By Connor Ciavarella
Ideal gases are gases which are not influenced by real world factors like intermolecular forces. They are a concept that developed over hundreds of years and follow a law known as the ideal gas law, which is a combination of three other gas laws which were all independently discovered. These three gas laws are: Boyle’s law, which states that at a constant temperature, the volume and pressure of a gas are inversely proportional (P1V1=P2V2); Charles’ Law, which states that the volume of a gas is directly proportional to its absolute temperature at constant pressure (V1/T1 = V2/T2); and Avogadro’s law, which states that at an equal temperature and pressure all gases have the same number of moles per liter (n1/V1 = n2/V2). When combined, these form the ideal gas law (PV = nRT), which was compiled by Dmitri Mendeelev.
P = pressure, V = volume, n = number of moles of the gas, R = the universal gas constant (8.314 kPa L mol−1 K−1) and T = absolute temperature (in Kelvin). If any of the three variables are known, the law can be used to find the fourth. All three of the laws that made up the ideal gas law were found through experimentation and, like them, the ideal gas law can be proved through experiments but also be proved theoretically and mathematically.
All ideal gases follow the ideal gas law but not all gases are ideal. There are three important approximations of an ideal gas:
- The only interactions between particles are perfectly elastic collisions.
- Particles do not occupy any space (they have no volume).
- There aren’t any intermolecular forces affecting movement of particles within the gas.

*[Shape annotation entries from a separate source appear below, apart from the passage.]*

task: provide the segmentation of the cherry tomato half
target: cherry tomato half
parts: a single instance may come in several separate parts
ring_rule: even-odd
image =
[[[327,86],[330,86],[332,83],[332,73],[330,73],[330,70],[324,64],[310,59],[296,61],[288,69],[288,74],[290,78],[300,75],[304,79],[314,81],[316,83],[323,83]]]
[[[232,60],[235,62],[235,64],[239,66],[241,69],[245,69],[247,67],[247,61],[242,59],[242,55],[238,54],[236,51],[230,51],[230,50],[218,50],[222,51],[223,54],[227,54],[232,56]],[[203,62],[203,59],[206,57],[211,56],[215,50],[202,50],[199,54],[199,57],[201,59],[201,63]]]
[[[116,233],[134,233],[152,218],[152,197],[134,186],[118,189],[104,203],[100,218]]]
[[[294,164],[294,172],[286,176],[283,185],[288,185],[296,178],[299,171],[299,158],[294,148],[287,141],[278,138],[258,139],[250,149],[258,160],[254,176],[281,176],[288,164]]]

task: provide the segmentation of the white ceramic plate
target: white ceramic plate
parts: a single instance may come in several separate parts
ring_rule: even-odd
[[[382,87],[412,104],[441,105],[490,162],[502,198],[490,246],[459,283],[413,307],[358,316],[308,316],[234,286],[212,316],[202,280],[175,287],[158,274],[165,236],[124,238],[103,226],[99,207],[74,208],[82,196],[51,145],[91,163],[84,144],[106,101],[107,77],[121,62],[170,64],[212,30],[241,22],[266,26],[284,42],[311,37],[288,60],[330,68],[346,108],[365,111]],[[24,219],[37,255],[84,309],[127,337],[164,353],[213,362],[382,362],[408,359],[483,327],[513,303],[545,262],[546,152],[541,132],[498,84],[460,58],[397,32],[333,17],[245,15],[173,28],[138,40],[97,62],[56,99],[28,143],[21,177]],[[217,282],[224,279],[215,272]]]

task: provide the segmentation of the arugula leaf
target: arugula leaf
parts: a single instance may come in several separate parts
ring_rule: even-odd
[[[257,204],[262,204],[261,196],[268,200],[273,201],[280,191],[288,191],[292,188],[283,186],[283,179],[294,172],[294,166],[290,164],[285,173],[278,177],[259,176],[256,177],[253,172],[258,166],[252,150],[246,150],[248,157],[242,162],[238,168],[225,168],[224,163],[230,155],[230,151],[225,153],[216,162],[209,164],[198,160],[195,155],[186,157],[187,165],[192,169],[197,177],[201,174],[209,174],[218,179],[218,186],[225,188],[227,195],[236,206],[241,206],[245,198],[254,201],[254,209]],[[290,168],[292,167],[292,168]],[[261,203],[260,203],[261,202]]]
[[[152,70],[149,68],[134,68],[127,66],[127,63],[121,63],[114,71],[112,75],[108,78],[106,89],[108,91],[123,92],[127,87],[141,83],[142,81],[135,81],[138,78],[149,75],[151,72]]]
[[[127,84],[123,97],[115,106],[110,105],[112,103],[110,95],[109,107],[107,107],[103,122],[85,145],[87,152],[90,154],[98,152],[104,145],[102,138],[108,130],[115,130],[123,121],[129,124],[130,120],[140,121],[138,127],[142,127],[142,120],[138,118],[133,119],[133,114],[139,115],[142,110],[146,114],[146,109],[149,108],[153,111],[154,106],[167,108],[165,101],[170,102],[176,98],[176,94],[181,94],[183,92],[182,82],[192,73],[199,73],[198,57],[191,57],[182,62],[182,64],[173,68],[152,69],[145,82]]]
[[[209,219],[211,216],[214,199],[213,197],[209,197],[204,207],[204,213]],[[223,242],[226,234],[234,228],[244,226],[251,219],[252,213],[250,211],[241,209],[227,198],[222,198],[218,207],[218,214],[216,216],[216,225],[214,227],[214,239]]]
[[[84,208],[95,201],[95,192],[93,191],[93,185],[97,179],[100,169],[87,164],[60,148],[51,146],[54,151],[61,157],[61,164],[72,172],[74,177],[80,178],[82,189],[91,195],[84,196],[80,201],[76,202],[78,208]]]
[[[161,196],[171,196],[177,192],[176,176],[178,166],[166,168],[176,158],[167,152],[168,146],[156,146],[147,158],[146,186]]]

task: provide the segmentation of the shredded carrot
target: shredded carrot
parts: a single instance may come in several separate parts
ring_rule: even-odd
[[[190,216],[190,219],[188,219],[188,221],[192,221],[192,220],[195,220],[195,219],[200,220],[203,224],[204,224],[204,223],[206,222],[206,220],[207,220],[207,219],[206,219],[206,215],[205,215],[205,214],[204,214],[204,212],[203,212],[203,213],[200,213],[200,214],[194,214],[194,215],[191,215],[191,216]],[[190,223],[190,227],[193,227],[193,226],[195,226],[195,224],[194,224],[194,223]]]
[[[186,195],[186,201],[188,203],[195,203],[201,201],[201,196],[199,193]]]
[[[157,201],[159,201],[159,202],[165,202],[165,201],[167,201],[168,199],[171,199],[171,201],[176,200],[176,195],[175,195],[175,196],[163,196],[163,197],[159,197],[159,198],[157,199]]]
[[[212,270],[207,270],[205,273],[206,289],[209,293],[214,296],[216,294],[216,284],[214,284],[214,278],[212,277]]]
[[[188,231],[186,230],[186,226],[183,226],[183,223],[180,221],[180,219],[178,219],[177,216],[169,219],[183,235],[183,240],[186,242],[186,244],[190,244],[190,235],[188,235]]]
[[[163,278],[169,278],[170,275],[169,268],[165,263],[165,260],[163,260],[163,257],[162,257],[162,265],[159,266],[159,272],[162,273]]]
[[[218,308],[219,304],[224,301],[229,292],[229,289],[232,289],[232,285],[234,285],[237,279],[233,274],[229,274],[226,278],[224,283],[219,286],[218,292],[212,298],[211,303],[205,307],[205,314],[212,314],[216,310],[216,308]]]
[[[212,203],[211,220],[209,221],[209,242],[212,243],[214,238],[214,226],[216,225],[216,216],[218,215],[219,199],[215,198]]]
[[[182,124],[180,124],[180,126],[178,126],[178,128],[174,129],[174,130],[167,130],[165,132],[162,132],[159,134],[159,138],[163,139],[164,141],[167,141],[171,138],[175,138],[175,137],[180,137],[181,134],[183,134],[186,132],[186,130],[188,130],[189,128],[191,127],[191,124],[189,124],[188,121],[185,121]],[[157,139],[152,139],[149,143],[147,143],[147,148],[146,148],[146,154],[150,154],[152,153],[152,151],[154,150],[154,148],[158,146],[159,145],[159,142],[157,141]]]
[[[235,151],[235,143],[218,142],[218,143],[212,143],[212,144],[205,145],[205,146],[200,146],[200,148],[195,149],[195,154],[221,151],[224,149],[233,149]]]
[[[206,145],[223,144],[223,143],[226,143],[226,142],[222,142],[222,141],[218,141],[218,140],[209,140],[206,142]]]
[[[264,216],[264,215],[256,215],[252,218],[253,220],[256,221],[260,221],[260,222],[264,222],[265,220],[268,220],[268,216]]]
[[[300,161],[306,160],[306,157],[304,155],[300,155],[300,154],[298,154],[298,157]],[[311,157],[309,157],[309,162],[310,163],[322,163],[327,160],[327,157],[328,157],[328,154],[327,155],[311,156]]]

At high temperatures and low pressures, these are pretty good approximations, as all particle interactions become negligible due to the increase in volume, leading to lots of ‘space’ between the particles. Also, the increase in kinetic energy causes other intermolecular forces to have less of an effect. At low temperatures and high pressures, these intermolecular forces become significant and the gases no longer act in an ideal manner. At STP (standard temperature and pressure of 0°C and 100 kPa), one mole of an ideal gas will have a volume of 22.4 litres. Sadly, the ideal gas law runs into some issues when considering real life situations: real gases have intermolecular forces and particles that occupy space.
Real gases are gases that do not follow the ideal gas law perfectly. This is especially noticeable in high pressures and low temperatures, but also often outside of these circumstances and it usually is due to the fact that volume and pressure do not change proportionally even the gas is sealed in a lab (same number of moles) and at a constant temperature. This is due to intermolecular forces and the space that is taken up by
particles in a gas. It took scientists a long time to figure this out, since molecules were not widely accepted to be real until recently. The issue with the ideal gas law in many situations is that it does not account for the space taken up by the particles in the container, so a constant “b” is introduced based on the size of the particles in the gas. In an ideal gas, the space taken up by the molecules in negligible but that is not the case with real gases. In real gases, the pressure must also be adjusted to account for the intermolecular forces, such as the attraction between the particles, introducing the constant “a”. The values of a and b depend on the specific gas, which fixes the distortion of the inverse proportionality of volume and pressure caused by intermolecular forces and the volume occupied by the molecules themselves. These changes to the equation can be attributed to a 19th century scientist Johannes Diderik van der Waals, and it is therefore called the van der Waals equation.